Schuijling en Steneker focussen op dezelfde vraag en zijn het niet eens met Faber wat betreft het antwoord.
Schuijling schrijft: [3] De kritiek op de uitwerking van art. 128 Fw bevestigt mijns inziens de regel dat een tijdens faillissement ontstane rentevordering naar geldend recht niet is gebonden aan een gehomologeerd faillissementsakkoord. Die kritiek is mijns inziens onvoldoende om, ondanks de art. 128 en 157 Fw, te concluderen dat dergelijke rentevorderingen bij de aanbieding van een faillissementsakkoord toch op enige wijze als een verifieerbare vorderingen zouden moeten worden beschouwd en/of onder de werking van een gehomologeerd faillissementsakkoord zouden moeten vallen.Steneker schrijft: [4] De wet bepaalt dus, zonder uitzonderingen die hier aan de orde kunnen zijn, dat(1) rente niet-verifieerbaar is (art. 128 Fw) én (2) dat niet-verifieerbare vorderingen niet onder de werking van de homologatie van een akkoord vallen (art. 157 Fw). De wet laat dus geen andere conclusie toe dan dat de homologatie van een akkoord niet geldt en geen gevolgen heeft voor de rentevorderingen van faillissementsschuldeisers.In de literatuur (…) wordt vaak opgemerkt dat deze uitkomst niet goed past bij het doel dat met een akkoord wordt beoogd, namelijk dat een schuldenaar door nakoming van het akkoord van zijn schulden af is. Daarom wordt vaak bepleit dat dit eigenlijk anderszou moeten
zijn, bijvoorbeeld door de wet aan te passen en rentevorderingen (net als andere vorderingen die tijdens faillissement ontstaan, maar voortvloeien uit vóór faillissement bestaande rechtsverhoudingen) verifieerbaar te maken, óf door de wet aan te passen en te bepalen dat rente bij het einde van het faillissement vervalt (…).

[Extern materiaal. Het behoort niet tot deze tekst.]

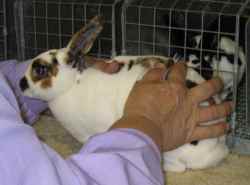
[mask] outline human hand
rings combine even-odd
[[[229,127],[225,122],[201,125],[224,118],[232,111],[231,102],[200,106],[201,102],[222,90],[223,83],[219,78],[188,89],[184,64],[173,65],[167,80],[162,80],[164,73],[163,69],[153,69],[133,87],[123,117],[134,125],[127,121],[126,124],[115,124],[112,128],[139,129],[149,135],[163,151],[226,133]]]

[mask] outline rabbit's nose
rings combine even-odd
[[[25,91],[26,89],[29,88],[29,84],[28,84],[28,81],[27,81],[26,77],[23,77],[20,80],[19,86],[20,86],[22,91]]]

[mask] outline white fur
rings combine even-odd
[[[40,57],[44,56],[46,54]],[[59,58],[57,56],[57,59]],[[138,56],[119,56],[114,60],[127,64],[131,59],[137,58]],[[166,60],[165,57],[161,58]],[[78,141],[84,142],[89,136],[106,131],[122,116],[131,88],[147,71],[141,65],[133,66],[131,70],[127,70],[127,67],[112,75],[93,68],[87,68],[79,74],[77,71],[73,73],[71,67],[65,66],[62,62],[56,77],[58,79],[53,79],[53,87],[47,90],[41,89],[38,84],[32,85],[28,69],[26,77],[29,79],[30,89],[24,93],[48,100],[55,117]],[[188,70],[187,79],[196,83],[204,81],[192,69]],[[65,84],[68,85],[64,86]],[[49,97],[46,91],[50,94]],[[186,144],[164,153],[164,169],[179,172],[187,169],[203,169],[217,165],[227,154],[228,148],[224,136],[206,139],[199,141],[196,146]]]
[[[71,89],[50,101],[49,107],[62,125],[84,142],[122,116],[129,92],[144,72],[140,66],[128,72],[123,68],[114,75],[88,68]]]

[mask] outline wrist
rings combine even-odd
[[[116,128],[131,128],[136,129],[145,135],[149,136],[158,149],[162,151],[163,136],[161,129],[153,121],[143,116],[123,116],[121,119],[116,121],[110,129]]]

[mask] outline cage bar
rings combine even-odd
[[[7,59],[6,1],[0,1],[0,59]]]

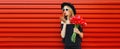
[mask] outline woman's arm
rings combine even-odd
[[[65,32],[66,32],[66,20],[64,19],[63,16],[60,17],[61,23],[63,24],[63,26],[61,26],[61,37],[64,38],[65,37]]]
[[[66,32],[66,23],[63,24],[63,28],[61,31],[61,37],[64,38],[65,37],[65,32]]]

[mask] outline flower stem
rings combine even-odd
[[[78,25],[78,24],[75,24],[74,28],[78,28],[78,27],[79,27],[79,25]],[[73,43],[75,43],[75,41],[76,41],[76,33],[75,33],[75,32],[73,32],[73,34],[72,34],[72,36],[71,36],[71,41],[72,41]]]

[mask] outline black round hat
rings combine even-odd
[[[71,4],[71,3],[69,3],[69,2],[64,2],[64,3],[61,4],[61,9],[63,9],[64,6],[69,6],[69,7],[73,10],[74,15],[76,15],[76,9],[75,9],[75,7],[73,6],[73,4]]]

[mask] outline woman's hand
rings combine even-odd
[[[83,33],[81,33],[78,28],[74,28],[74,32],[78,34],[81,38],[83,38]]]
[[[63,16],[60,17],[60,20],[63,21],[64,23],[66,22],[66,20]]]
[[[74,28],[74,32],[77,34],[80,34],[80,31],[78,30],[78,28]]]

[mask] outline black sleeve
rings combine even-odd
[[[80,32],[83,32],[83,28],[80,25],[79,25],[78,29]]]

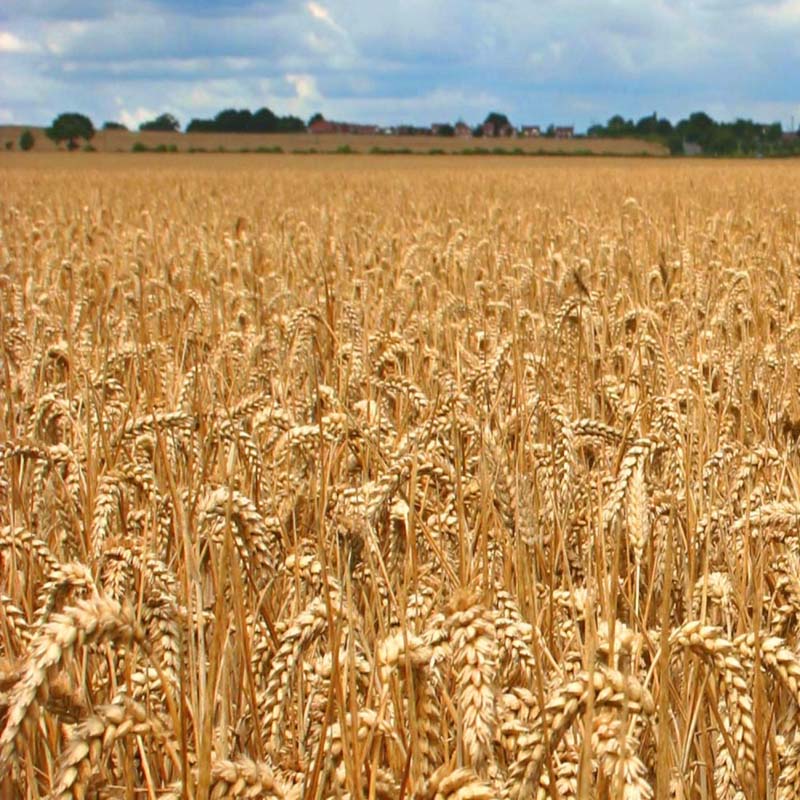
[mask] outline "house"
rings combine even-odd
[[[683,154],[685,156],[699,156],[702,155],[703,148],[697,142],[687,142],[683,140]]]
[[[468,139],[472,136],[472,129],[466,122],[459,120],[456,122],[456,136],[460,136],[462,139]]]
[[[344,133],[355,133],[359,136],[374,136],[379,131],[377,125],[358,125],[352,122],[344,123],[344,128]]]
[[[449,129],[450,129],[450,124],[447,123],[447,122],[434,122],[431,125],[431,133],[434,136],[441,136],[442,135],[442,131],[449,130]]]
[[[338,133],[339,126],[336,122],[330,122],[323,117],[317,117],[309,126],[309,133]]]
[[[377,125],[360,125],[356,122],[333,122],[322,116],[317,117],[309,126],[309,133],[355,133],[362,136],[374,136],[378,133]]]
[[[553,135],[556,139],[571,139],[575,136],[575,128],[572,125],[556,125]]]
[[[523,136],[529,139],[542,135],[542,129],[539,125],[523,125],[521,132]]]

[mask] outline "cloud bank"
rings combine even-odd
[[[703,109],[800,122],[798,0],[6,0],[0,112],[183,124],[225,107],[428,124]]]

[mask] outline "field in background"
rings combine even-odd
[[[24,127],[0,126],[0,148],[13,142],[18,148],[19,137]],[[36,150],[51,151],[57,147],[50,141],[42,128],[31,128]],[[83,142],[80,142],[83,145]],[[410,151],[426,153],[442,151],[461,153],[465,150],[493,150],[499,148],[508,153],[565,153],[595,155],[669,155],[668,150],[655,142],[641,139],[484,139],[442,136],[357,136],[353,134],[315,135],[310,133],[292,134],[249,134],[249,133],[164,133],[158,131],[98,131],[91,140],[92,147],[104,153],[127,153],[134,145],[146,148],[175,148],[178,152],[207,151],[220,149],[230,152],[248,150],[273,150],[279,148],[284,153],[318,152],[334,153],[349,148],[355,153],[369,153],[373,150]],[[62,143],[61,149],[64,149]]]
[[[0,794],[798,796],[798,167],[0,174]]]

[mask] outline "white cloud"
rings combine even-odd
[[[35,53],[38,49],[35,42],[20,39],[10,31],[0,31],[0,53]]]
[[[305,117],[318,110],[322,95],[317,88],[317,82],[313,75],[288,74],[285,79],[295,92],[295,96],[287,103],[287,107],[292,114]]]
[[[324,22],[326,25],[329,25],[339,33],[345,32],[344,28],[331,16],[331,12],[328,11],[328,9],[325,8],[325,6],[323,6],[321,3],[315,3],[312,0],[312,2],[306,3],[306,8],[308,9],[308,13],[311,14],[314,19]]]
[[[777,22],[796,24],[800,22],[800,0],[785,0],[769,4],[759,11]]]
[[[123,108],[119,112],[119,121],[126,127],[130,128],[131,130],[137,129],[143,122],[147,122],[150,119],[155,119],[160,112],[153,111],[150,108],[142,108],[139,107],[134,109],[133,111],[128,111],[127,108]]]
[[[298,100],[319,97],[317,82],[312,75],[287,75],[286,80],[294,86]]]

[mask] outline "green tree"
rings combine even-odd
[[[487,114],[483,124],[491,125],[490,136],[497,136],[504,128],[507,129],[511,127],[508,117],[505,114],[500,114],[498,111],[491,111]]]
[[[103,130],[104,131],[126,131],[128,128],[123,125],[121,122],[104,122],[103,123]]]
[[[68,149],[77,150],[76,139],[85,139],[88,142],[94,136],[94,125],[89,117],[68,112],[59,114],[45,133],[56,144],[67,142]]]
[[[773,122],[772,125],[767,125],[764,131],[764,138],[768,142],[779,142],[783,135],[783,126],[780,122]]]
[[[508,121],[508,117],[505,114],[500,114],[498,111],[490,111],[486,115],[486,119],[483,121],[483,124],[491,123],[495,126],[495,128],[501,128],[503,125],[510,125],[511,123]]]
[[[718,156],[733,155],[738,148],[736,134],[731,125],[717,125],[708,143],[708,149]]]
[[[636,123],[636,133],[641,136],[652,136],[658,133],[658,114],[654,111],[646,117],[642,117]]]
[[[248,108],[241,111],[226,108],[214,117],[214,124],[215,130],[221,133],[247,133],[253,128],[253,114]]]
[[[26,128],[19,137],[19,149],[20,150],[33,150],[33,145],[36,143],[36,140],[33,138],[33,134]]]
[[[695,142],[705,150],[711,144],[716,125],[705,111],[695,111],[689,115],[689,119],[682,119],[676,127],[687,142]]]
[[[620,114],[615,114],[606,125],[609,136],[631,136],[636,132],[633,120],[625,119]]]
[[[161,114],[155,119],[143,122],[139,126],[140,131],[177,131],[181,124],[172,114]]]
[[[282,133],[302,133],[306,129],[306,124],[300,117],[291,114],[285,117],[278,117],[278,130]]]
[[[255,113],[247,108],[226,108],[213,119],[193,119],[186,133],[292,133],[305,129],[299,117],[279,117],[268,108],[259,108]]]

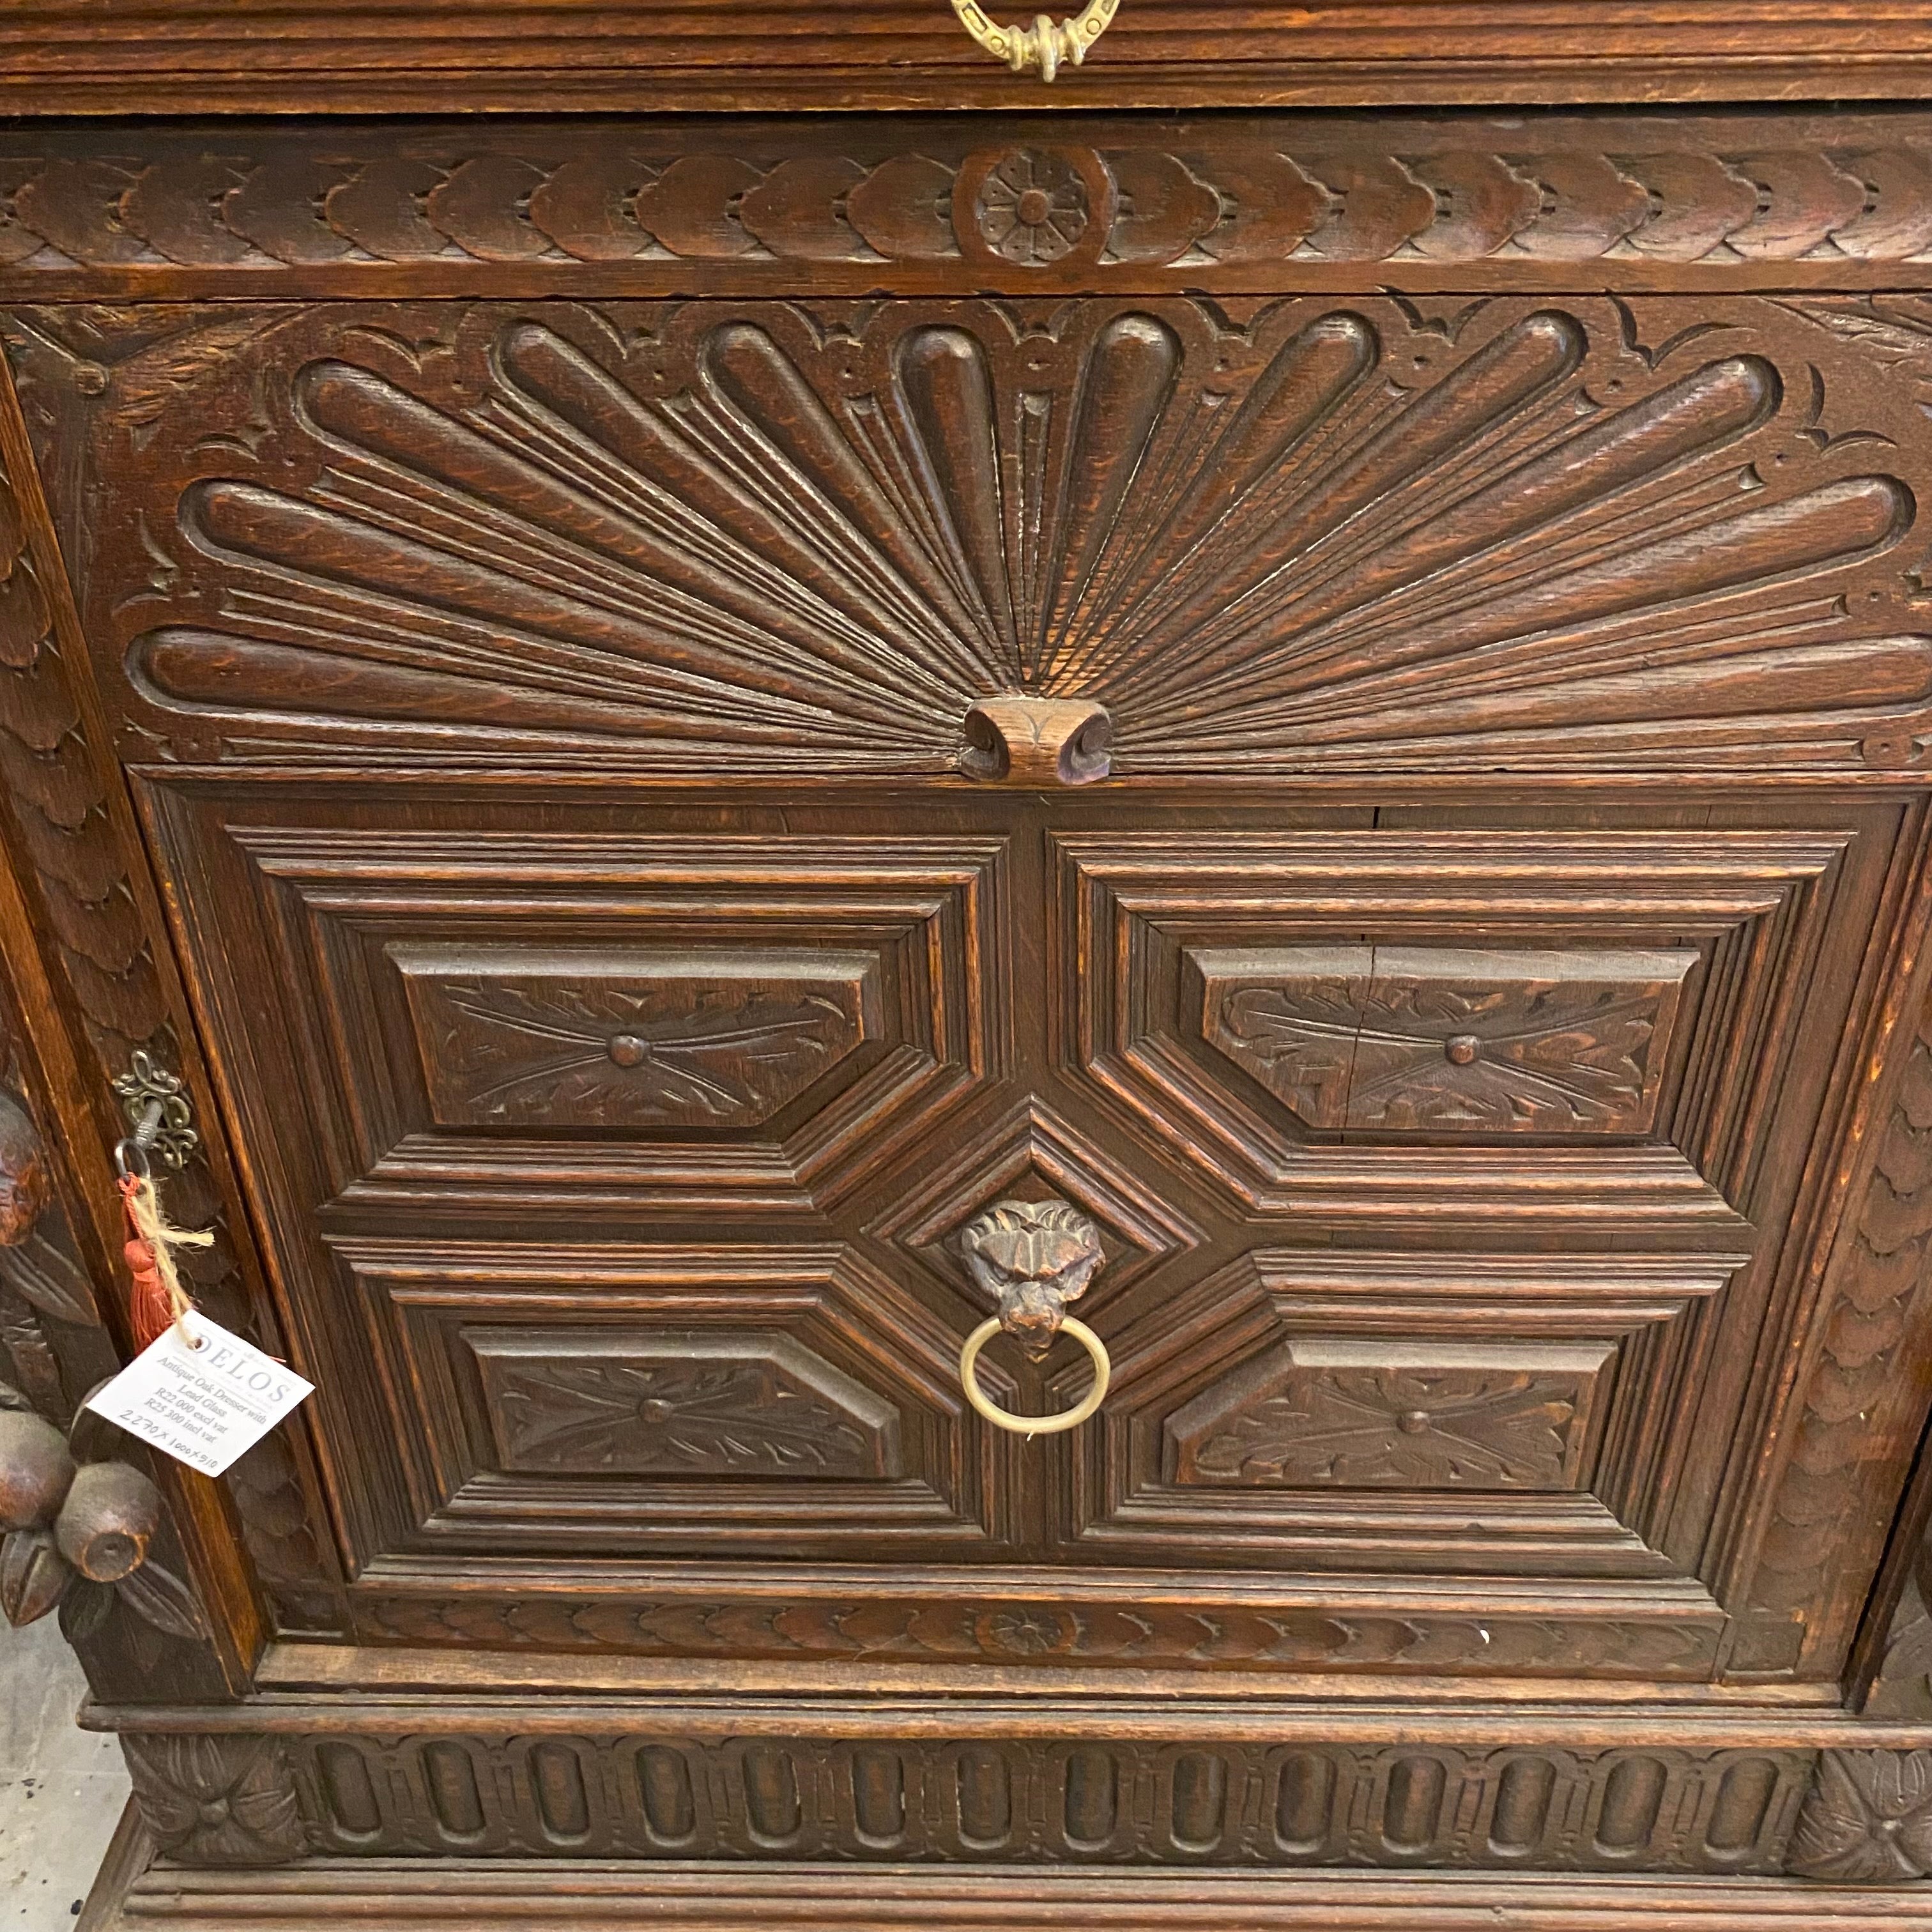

De rechtbank focust op de kern, kiest dus voor de volgende vragen en zoekt voor de formulering aansluiting bij de citaten hiervoor uit de opinies van de adviseurs:
1) Betekent art. 157 Fw dat alle vorderingen die onder de werking van art. 26 Fw zijn begrepen, worden getroffen door een faillissementsakkoord, ongeacht of de verificatie van die vorderingen op andere gronden zoals art. 128 Fw is uitgesloten?
2) Betekent art. 3:9 lid 4 BW (of art. 6:142 lid 2 BW) dat wettelijke en contractuele rentevorderingen als bedoeld in art. 128 eerste zin Fw natuurlijke verbintenissen worden bij de beëindiging van het faillissement door de homologatie van het faillissementsakkoord?
De rechtbank werkt hiermee de eerste vraag en de tweede vraag uit het vonnis van 17 januari 2023 uit. De inhoud is in de kern ongewijzigd. De formulering in dat vonnis was gebaseerd op de weergave van het debat in de geciteerde conclusie van de advocaat-generaal. [5] Partijen hebben meer aandacht gevraagd voor de rechtspolitieke context. Dat rechtvaardigt de uitwerking waar de rechtbank nu voor kiest.
Enkele opmerkingen voor de duidelijkheid:
o De rechtbank gaat er met de advocaten/adviseurs van uit dat de Hoge Raad blijft bij het oordeel, onder 3.5.1 van het arrest Boele II, dat wettelijke en contractuele rentevorderingen zijn begrepen onder de werking van art. 26 Fw, indien zij ontstaan na de faillietverklaring uit een reeds daarvoor bestaande rechtsverhouding.
o Het spreekt vanzelf dat (i) het hier gaat om een akkoord dat een homologatie en kracht van gewijsde heeft en (ii) dat het faillissement zo is geëindigd.
o De rechtbank gaat mee in het verzoek van de advocaten/adviseurs om art. 3:9 lid 4 BW en art. 6:142 lid 2 BW te betrekken bij de vragen. De context is natuurlijk de overweging van de Hoge Raad in ro. 3.5.1 slot van het arrest Boele II dat “deze tijdens het faillissement ontstane rentevorderingen gedurende het faillissement niet opeisbaar zijn”.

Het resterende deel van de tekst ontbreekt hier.